7. Increasing competitive pressure. I grew up in a small town. The hardware store had one competitor. The grocery store had one competitor. The bookstore, antique shop, car dealership, rental office, and bank all had one competitor. Today, you have thousands upon thousands of competitors who want nothing more than to see your customers in their checkout carts. This competition impacts the complexity of your entire business, and weighs heavily on what can and cannot be done in maintenance windows, with upgrades, and at what speed you innovate. Environments that may have been refreshed once every five years have moved to the cloud where optimizations and advancements in processor speed and memory can be had in seconds or minutes. Systems that once had a single run book covering a simple list of applications now look closer to “War and Peace” and cover the growing number of processes, products, services and intelligence being added to increase profits while simultaneously working to reduce risks and downtime.
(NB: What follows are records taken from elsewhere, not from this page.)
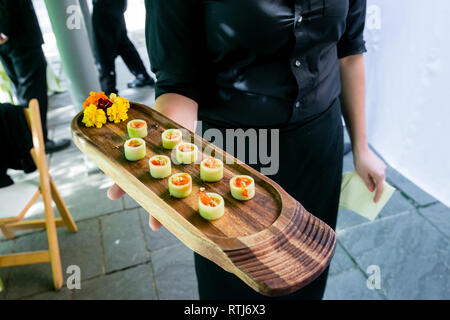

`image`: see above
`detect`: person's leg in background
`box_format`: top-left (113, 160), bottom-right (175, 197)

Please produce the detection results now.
top-left (0, 38), bottom-right (46, 138)
top-left (0, 45), bottom-right (70, 153)
top-left (96, 53), bottom-right (118, 95)
top-left (92, 2), bottom-right (121, 95)
top-left (11, 47), bottom-right (48, 141)
top-left (92, 0), bottom-right (153, 93)
top-left (117, 30), bottom-right (154, 89)
top-left (0, 51), bottom-right (18, 88)
top-left (0, 45), bottom-right (47, 137)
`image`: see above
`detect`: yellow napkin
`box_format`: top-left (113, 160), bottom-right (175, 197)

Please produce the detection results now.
top-left (340, 171), bottom-right (396, 221)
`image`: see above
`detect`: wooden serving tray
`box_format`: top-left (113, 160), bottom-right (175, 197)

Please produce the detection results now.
top-left (71, 102), bottom-right (336, 297)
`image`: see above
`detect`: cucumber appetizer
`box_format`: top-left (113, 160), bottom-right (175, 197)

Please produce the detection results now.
top-left (149, 155), bottom-right (171, 179)
top-left (124, 138), bottom-right (146, 161)
top-left (127, 119), bottom-right (147, 138)
top-left (230, 175), bottom-right (255, 201)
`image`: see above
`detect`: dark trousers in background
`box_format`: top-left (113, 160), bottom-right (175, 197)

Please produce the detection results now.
top-left (0, 45), bottom-right (48, 141)
top-left (92, 3), bottom-right (149, 94)
top-left (194, 99), bottom-right (344, 300)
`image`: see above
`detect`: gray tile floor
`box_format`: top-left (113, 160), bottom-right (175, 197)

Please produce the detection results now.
top-left (1, 23), bottom-right (449, 300)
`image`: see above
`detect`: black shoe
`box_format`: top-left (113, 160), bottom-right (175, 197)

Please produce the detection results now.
top-left (106, 88), bottom-right (118, 95)
top-left (127, 74), bottom-right (155, 88)
top-left (343, 142), bottom-right (352, 155)
top-left (45, 139), bottom-right (71, 154)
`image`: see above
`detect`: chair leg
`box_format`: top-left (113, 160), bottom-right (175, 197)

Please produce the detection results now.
top-left (50, 179), bottom-right (77, 233)
top-left (42, 186), bottom-right (63, 290)
top-left (26, 99), bottom-right (64, 290)
top-left (0, 225), bottom-right (14, 239)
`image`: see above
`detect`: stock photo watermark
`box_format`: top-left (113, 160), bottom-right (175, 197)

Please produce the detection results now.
top-left (366, 265), bottom-right (381, 290)
top-left (366, 5), bottom-right (382, 30)
top-left (66, 265), bottom-right (81, 290)
top-left (66, 4), bottom-right (82, 30)
top-left (167, 121), bottom-right (280, 176)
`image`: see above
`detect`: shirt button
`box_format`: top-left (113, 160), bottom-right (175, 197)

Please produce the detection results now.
top-left (295, 60), bottom-right (301, 67)
top-left (298, 16), bottom-right (303, 23)
top-left (295, 101), bottom-right (301, 108)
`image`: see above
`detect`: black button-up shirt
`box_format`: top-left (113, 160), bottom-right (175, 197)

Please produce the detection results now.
top-left (147, 0), bottom-right (367, 128)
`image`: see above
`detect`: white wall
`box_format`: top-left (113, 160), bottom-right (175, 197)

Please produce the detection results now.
top-left (364, 0), bottom-right (450, 207)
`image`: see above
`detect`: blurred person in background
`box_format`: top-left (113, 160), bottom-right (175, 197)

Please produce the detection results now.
top-left (0, 0), bottom-right (70, 153)
top-left (92, 0), bottom-right (154, 95)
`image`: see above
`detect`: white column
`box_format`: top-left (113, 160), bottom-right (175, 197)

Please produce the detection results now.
top-left (45, 0), bottom-right (101, 110)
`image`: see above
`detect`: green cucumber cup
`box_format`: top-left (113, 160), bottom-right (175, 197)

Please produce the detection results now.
top-left (200, 157), bottom-right (223, 182)
top-left (168, 173), bottom-right (192, 198)
top-left (230, 175), bottom-right (255, 201)
top-left (149, 155), bottom-right (171, 179)
top-left (198, 192), bottom-right (225, 220)
top-left (124, 138), bottom-right (146, 161)
top-left (127, 119), bottom-right (148, 138)
top-left (162, 128), bottom-right (182, 149)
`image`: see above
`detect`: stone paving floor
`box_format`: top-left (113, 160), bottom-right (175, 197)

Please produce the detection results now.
top-left (1, 3), bottom-right (449, 299)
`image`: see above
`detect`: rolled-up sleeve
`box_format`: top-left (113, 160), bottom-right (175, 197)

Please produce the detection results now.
top-left (146, 0), bottom-right (204, 102)
top-left (337, 0), bottom-right (367, 59)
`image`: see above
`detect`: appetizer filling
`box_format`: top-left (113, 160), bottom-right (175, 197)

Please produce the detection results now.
top-left (178, 144), bottom-right (194, 152)
top-left (234, 177), bottom-right (252, 188)
top-left (199, 191), bottom-right (219, 207)
top-left (234, 177), bottom-right (252, 198)
top-left (128, 140), bottom-right (143, 148)
top-left (171, 173), bottom-right (190, 186)
top-left (130, 121), bottom-right (145, 128)
top-left (165, 131), bottom-right (180, 140)
top-left (150, 157), bottom-right (167, 166)
top-left (204, 157), bottom-right (220, 168)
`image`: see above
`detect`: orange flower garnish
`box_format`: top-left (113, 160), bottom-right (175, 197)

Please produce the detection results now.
top-left (83, 91), bottom-right (108, 109)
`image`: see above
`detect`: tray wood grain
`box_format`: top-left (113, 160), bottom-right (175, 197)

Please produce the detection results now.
top-left (71, 102), bottom-right (336, 296)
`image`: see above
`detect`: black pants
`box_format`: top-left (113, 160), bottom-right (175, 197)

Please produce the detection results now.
top-left (194, 99), bottom-right (344, 300)
top-left (0, 45), bottom-right (48, 141)
top-left (92, 4), bottom-right (148, 94)
top-left (0, 103), bottom-right (36, 187)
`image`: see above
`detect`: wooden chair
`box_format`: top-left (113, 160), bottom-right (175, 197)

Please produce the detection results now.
top-left (0, 99), bottom-right (78, 290)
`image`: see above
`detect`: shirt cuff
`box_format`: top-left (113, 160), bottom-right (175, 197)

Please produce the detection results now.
top-left (154, 70), bottom-right (201, 103)
top-left (337, 40), bottom-right (367, 59)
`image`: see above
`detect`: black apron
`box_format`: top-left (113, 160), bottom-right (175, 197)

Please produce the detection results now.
top-left (194, 98), bottom-right (344, 300)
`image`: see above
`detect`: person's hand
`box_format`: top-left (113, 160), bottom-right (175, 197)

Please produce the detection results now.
top-left (353, 145), bottom-right (387, 203)
top-left (0, 33), bottom-right (8, 45)
top-left (107, 183), bottom-right (162, 231)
8. High availability solution costs. We all wish we had an unlimited budget, but the reality between what you have available is sometimes somewhere between a little and not enough. Teams are often forced to balance consumption versus fixed cost, license costs for applications on the standby clusters, and associated costs for availability software. Enterprise licenses often add a ‘tough to swallow’ price tag for a standby server in an availability environment. Architecting an availability solution is never free, even if you are a hard core ‘DIY’ team. DIY comes with additional costs in maintenance, management, source control, testing, deployment, version management and version control, patches, and patch management. While your team of experts may be clearly up for the challenge, your business likely would prefer their highly valued talents be applied to creating more revenue opportunities.
9. Business growth. Growth of your business due to innovation means that your teams are now responsible for more critical applications, more sites, more offices, and more data that needs to be accessible and highly available. As your business grows and thrives the challenges that come with scaling up and scaling out add to the complexities mentioned previously, but also just expand what you have to prepare and plan for.
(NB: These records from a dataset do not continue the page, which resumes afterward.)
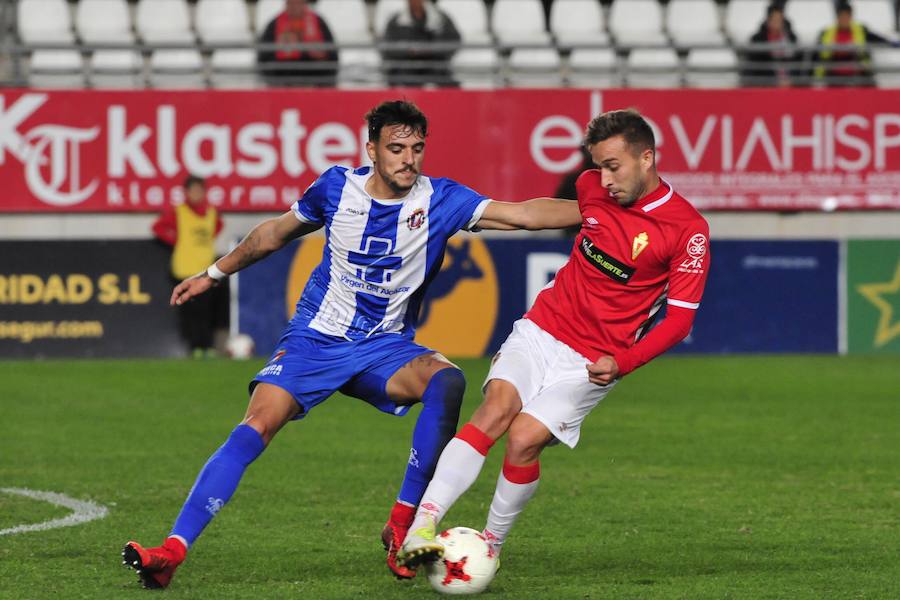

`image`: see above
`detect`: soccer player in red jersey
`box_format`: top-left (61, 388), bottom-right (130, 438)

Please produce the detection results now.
top-left (398, 108), bottom-right (711, 566)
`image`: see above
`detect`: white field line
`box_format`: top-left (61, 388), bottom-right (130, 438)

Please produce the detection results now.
top-left (0, 487), bottom-right (109, 536)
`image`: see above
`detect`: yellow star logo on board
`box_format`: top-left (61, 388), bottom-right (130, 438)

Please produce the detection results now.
top-left (856, 260), bottom-right (900, 347)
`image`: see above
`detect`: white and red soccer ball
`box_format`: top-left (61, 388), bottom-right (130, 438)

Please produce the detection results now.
top-left (424, 527), bottom-right (498, 596)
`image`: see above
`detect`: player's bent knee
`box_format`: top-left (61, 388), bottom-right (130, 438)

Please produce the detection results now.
top-left (506, 416), bottom-right (553, 463)
top-left (470, 380), bottom-right (523, 439)
top-left (483, 379), bottom-right (523, 417)
top-left (505, 435), bottom-right (546, 464)
top-left (427, 367), bottom-right (465, 408)
top-left (242, 383), bottom-right (299, 445)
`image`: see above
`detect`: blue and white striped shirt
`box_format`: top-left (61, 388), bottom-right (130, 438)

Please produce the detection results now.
top-left (290, 165), bottom-right (489, 340)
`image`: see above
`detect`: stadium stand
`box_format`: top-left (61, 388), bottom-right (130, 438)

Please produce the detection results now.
top-left (491, 0), bottom-right (553, 47)
top-left (317, 0), bottom-right (383, 87)
top-left (508, 46), bottom-right (563, 86)
top-left (858, 3), bottom-right (893, 33)
top-left (76, 0), bottom-right (143, 89)
top-left (493, 0), bottom-right (559, 85)
top-left (667, 0), bottom-right (728, 48)
top-left (856, 0), bottom-right (899, 36)
top-left (4, 0), bottom-right (900, 89)
top-left (550, 0), bottom-right (610, 48)
top-left (873, 45), bottom-right (900, 85)
top-left (17, 0), bottom-right (74, 45)
top-left (608, 0), bottom-right (667, 47)
top-left (195, 0), bottom-right (257, 88)
top-left (437, 0), bottom-right (498, 87)
top-left (135, 0), bottom-right (205, 88)
top-left (18, 0), bottom-right (83, 88)
top-left (784, 0), bottom-right (837, 45)
top-left (626, 46), bottom-right (682, 88)
top-left (685, 46), bottom-right (740, 87)
top-left (724, 0), bottom-right (770, 45)
top-left (439, 0), bottom-right (492, 44)
top-left (567, 46), bottom-right (619, 88)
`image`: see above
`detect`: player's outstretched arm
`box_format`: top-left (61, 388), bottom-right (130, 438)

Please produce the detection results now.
top-left (170, 212), bottom-right (320, 306)
top-left (475, 198), bottom-right (581, 231)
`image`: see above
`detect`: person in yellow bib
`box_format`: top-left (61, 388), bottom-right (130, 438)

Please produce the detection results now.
top-left (814, 1), bottom-right (894, 87)
top-left (152, 175), bottom-right (225, 357)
10. Team turnover. The complexity of the environments, speed of innovation, growth of your business, advances in the application tier, and growth in the competitive landscape brings with it the challenge of retaining top talent to keep your infrastructure running smoothly. Most companies understand that availability is a merger of people, process, product, and architecture among other things. So finding ways to reduce the complexity of clustering environments with automated configuration, documented run books, leveraging products with consistent HA strategies across the infrastructure is a key to both retaining the talent that installs and manages your infrastructure, and mitigating the risks and heavy lifting of those responsible for the key components of availability.
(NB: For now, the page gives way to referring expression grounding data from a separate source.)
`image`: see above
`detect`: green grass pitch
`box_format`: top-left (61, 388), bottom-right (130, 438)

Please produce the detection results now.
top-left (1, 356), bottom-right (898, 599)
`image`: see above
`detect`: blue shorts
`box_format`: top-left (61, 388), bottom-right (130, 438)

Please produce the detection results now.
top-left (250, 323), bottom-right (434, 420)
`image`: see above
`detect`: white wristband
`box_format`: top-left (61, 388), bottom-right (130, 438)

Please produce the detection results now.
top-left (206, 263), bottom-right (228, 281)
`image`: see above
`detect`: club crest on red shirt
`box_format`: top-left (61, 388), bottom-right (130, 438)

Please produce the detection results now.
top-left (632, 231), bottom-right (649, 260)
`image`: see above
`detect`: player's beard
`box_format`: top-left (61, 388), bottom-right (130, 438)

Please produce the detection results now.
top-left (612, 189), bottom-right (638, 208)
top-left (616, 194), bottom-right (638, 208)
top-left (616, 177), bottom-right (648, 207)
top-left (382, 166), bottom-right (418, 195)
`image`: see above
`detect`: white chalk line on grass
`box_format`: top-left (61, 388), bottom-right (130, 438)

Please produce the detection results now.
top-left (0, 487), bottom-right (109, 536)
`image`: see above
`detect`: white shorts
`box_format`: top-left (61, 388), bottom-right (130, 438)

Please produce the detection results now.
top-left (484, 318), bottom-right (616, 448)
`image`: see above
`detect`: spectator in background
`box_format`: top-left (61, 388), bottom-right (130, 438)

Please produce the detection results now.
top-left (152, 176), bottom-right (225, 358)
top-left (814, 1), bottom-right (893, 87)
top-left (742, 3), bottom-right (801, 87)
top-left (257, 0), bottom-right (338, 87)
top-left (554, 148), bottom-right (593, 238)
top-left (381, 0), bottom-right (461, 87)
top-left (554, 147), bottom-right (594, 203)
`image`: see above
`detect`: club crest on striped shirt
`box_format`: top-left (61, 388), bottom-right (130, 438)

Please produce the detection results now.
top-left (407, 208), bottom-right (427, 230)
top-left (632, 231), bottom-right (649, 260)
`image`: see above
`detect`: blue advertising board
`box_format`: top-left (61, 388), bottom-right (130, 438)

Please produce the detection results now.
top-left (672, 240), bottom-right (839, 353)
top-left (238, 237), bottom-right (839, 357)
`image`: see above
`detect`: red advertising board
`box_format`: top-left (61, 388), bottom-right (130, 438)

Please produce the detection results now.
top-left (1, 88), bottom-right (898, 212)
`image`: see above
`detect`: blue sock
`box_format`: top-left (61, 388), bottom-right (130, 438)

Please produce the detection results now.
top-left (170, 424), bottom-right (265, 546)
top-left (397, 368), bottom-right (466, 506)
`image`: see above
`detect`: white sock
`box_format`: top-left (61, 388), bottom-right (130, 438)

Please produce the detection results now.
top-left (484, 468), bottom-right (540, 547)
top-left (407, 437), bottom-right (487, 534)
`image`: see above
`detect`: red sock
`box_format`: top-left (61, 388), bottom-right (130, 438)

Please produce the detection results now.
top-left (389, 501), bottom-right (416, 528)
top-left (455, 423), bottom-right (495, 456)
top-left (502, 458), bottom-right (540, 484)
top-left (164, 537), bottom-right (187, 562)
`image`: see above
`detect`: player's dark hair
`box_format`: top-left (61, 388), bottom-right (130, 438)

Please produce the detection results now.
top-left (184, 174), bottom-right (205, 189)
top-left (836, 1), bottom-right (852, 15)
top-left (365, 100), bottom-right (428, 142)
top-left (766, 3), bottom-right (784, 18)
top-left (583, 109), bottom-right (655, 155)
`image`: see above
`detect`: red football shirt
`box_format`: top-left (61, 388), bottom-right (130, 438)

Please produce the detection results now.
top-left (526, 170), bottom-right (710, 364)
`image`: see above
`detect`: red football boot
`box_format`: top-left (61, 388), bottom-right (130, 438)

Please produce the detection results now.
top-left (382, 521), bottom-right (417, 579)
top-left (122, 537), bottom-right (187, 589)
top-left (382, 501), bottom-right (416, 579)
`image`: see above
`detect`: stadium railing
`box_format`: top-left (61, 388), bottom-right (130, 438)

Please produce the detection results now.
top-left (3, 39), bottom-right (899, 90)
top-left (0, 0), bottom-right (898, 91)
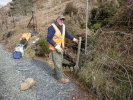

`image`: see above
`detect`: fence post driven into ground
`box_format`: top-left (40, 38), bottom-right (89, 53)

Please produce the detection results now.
top-left (74, 37), bottom-right (82, 74)
top-left (85, 0), bottom-right (89, 54)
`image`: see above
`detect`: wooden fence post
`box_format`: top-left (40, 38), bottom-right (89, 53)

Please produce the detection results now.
top-left (75, 37), bottom-right (82, 73)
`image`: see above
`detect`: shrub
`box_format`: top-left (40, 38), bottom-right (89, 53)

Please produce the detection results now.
top-left (89, 0), bottom-right (133, 31)
top-left (64, 2), bottom-right (78, 16)
top-left (79, 57), bottom-right (132, 99)
top-left (110, 3), bottom-right (133, 30)
top-left (89, 1), bottom-right (118, 31)
top-left (35, 38), bottom-right (49, 57)
top-left (3, 31), bottom-right (15, 40)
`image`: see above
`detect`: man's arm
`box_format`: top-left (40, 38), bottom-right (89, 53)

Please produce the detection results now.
top-left (65, 28), bottom-right (74, 40)
top-left (65, 28), bottom-right (78, 44)
top-left (47, 26), bottom-right (57, 46)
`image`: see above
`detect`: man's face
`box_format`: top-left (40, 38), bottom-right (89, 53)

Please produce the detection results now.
top-left (57, 18), bottom-right (65, 26)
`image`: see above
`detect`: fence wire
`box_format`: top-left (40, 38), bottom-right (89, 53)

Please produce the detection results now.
top-left (63, 1), bottom-right (132, 99)
top-left (64, 29), bottom-right (132, 99)
top-left (64, 30), bottom-right (132, 99)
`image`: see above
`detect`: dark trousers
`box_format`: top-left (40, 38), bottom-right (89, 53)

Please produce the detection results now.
top-left (51, 50), bottom-right (66, 79)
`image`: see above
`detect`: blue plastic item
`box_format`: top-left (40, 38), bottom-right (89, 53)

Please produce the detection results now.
top-left (13, 51), bottom-right (22, 59)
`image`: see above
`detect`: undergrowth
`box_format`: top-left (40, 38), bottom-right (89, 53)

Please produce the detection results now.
top-left (78, 31), bottom-right (133, 99)
top-left (35, 38), bottom-right (50, 57)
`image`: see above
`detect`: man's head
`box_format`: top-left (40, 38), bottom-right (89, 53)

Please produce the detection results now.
top-left (57, 15), bottom-right (65, 26)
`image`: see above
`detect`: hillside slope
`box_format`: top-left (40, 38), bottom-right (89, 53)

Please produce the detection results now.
top-left (0, 1), bottom-right (97, 99)
top-left (0, 0), bottom-right (88, 52)
top-left (0, 0), bottom-right (132, 99)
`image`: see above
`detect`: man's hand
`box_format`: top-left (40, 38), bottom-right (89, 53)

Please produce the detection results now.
top-left (55, 45), bottom-right (63, 53)
top-left (73, 38), bottom-right (78, 44)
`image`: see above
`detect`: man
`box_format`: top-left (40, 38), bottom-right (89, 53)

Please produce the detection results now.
top-left (47, 15), bottom-right (78, 83)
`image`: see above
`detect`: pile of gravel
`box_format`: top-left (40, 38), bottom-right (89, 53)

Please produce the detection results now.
top-left (0, 43), bottom-right (77, 100)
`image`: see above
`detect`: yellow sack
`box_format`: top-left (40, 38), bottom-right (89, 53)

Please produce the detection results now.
top-left (20, 78), bottom-right (36, 91)
top-left (20, 33), bottom-right (31, 42)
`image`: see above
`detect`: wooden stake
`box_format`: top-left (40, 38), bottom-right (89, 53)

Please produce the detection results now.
top-left (75, 37), bottom-right (82, 73)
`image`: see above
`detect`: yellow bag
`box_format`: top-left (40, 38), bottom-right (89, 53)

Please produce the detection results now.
top-left (20, 33), bottom-right (31, 42)
top-left (20, 78), bottom-right (36, 91)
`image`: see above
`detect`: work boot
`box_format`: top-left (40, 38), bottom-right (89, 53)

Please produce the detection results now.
top-left (59, 78), bottom-right (69, 83)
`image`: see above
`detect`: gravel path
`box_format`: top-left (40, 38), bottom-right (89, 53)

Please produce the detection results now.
top-left (0, 43), bottom-right (78, 100)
Let’s face it, love takes hard work, good communication, time, investment, skill and determination, and there are no shortcuts to a successful relationship. The same can be said about achieving the best outcomes in an ever emerging, increasingly complex, and fluid technology space within your enterprise. Availability, clustering, disaster recovery and up time is so ‘gosh darn’ hard because it requires a serious, dedicated, non-stop top to bottom cultural shift accounting for the speed of innovation, the complexity of applications and orchestration, competition and growth, and the other components of keeping applications, databases, and critical infrastructure available to those who need them, when they need them.